Gross operating profit rose 13.7% to EUR 1.65bn, thanks to revenues that grew 8.3% to EUR 3.04bn, with the contribution of both net interest income (+4.7%) and commissions (+10.7%), driven mainly by wealth management (+19.6%). In the third quarter, the 1.8% quarter-on-quarter growth in net interest income offset the drop in commissions (-3.9%), which were nevertheless up 12.5% year-on-year. The increase in operating expenses, which rose to 1.39 billion, was limited to 2.5%, with the expense ratio declining to 46% from 48% in 2023. Total funding was up by €5.8bn since the start of the year across all components, while loans fell by 2%, reflecting, Mps said, "market trends".

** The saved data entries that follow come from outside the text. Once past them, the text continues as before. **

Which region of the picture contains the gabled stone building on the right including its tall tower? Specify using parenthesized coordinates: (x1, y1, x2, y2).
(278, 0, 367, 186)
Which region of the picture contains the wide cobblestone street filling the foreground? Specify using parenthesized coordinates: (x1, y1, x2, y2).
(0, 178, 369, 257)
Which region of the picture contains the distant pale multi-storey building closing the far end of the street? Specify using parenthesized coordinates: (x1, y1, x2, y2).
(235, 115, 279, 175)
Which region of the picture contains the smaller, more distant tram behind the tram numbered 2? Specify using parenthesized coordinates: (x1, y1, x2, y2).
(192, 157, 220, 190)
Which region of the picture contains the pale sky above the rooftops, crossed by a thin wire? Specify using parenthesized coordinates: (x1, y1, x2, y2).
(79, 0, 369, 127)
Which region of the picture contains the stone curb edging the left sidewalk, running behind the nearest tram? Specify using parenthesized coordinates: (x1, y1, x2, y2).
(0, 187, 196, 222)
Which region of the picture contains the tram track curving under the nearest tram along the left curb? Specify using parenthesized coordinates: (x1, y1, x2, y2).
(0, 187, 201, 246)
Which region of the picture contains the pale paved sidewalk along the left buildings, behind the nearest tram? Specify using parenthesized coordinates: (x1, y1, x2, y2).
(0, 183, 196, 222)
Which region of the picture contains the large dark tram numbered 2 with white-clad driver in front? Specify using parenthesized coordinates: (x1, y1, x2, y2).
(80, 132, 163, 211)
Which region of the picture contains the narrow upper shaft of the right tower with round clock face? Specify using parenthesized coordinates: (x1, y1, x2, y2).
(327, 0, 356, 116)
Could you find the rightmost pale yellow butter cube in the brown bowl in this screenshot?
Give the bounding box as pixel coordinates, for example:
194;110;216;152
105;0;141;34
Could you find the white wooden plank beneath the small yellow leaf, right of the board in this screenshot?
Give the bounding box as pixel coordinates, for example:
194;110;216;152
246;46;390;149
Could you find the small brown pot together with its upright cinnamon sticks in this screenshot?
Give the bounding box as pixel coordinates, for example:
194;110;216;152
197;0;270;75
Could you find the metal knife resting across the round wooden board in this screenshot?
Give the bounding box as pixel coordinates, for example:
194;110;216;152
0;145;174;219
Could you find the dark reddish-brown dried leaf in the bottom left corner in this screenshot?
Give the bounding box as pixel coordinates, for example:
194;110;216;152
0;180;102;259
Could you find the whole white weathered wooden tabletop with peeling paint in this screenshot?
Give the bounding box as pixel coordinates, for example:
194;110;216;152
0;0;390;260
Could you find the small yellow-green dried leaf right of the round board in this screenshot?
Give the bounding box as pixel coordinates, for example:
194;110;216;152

The cost of credit stood at 52 basis points, in line with guidance. Lastly, Mps finalised the sale of a package of impaired loans with a book value of around EUR 300 million, the economic effects of which are already reflected in the results. Net of this portfolio, gross impaired loans amounted to EUR 3.6 billion, or 4.5% of total loans, while net impaired loans amounted to 2.4%.
Over estimates
.Mps is convinced that it will exceed its target of a pre-tax profit of EUR 1.3 billion in 2024. "We have already achieved a pre-tax profit of 1.1 billion which allows us to reach and even exceed our initial target of 1.3 billion also because we expect that the last quarter will not be very different from the average of the previous three quarters," Mps CEO Luigi Lovaglio said in a conference call with analysts, adding that the bank has already accrued dividends of 800 million.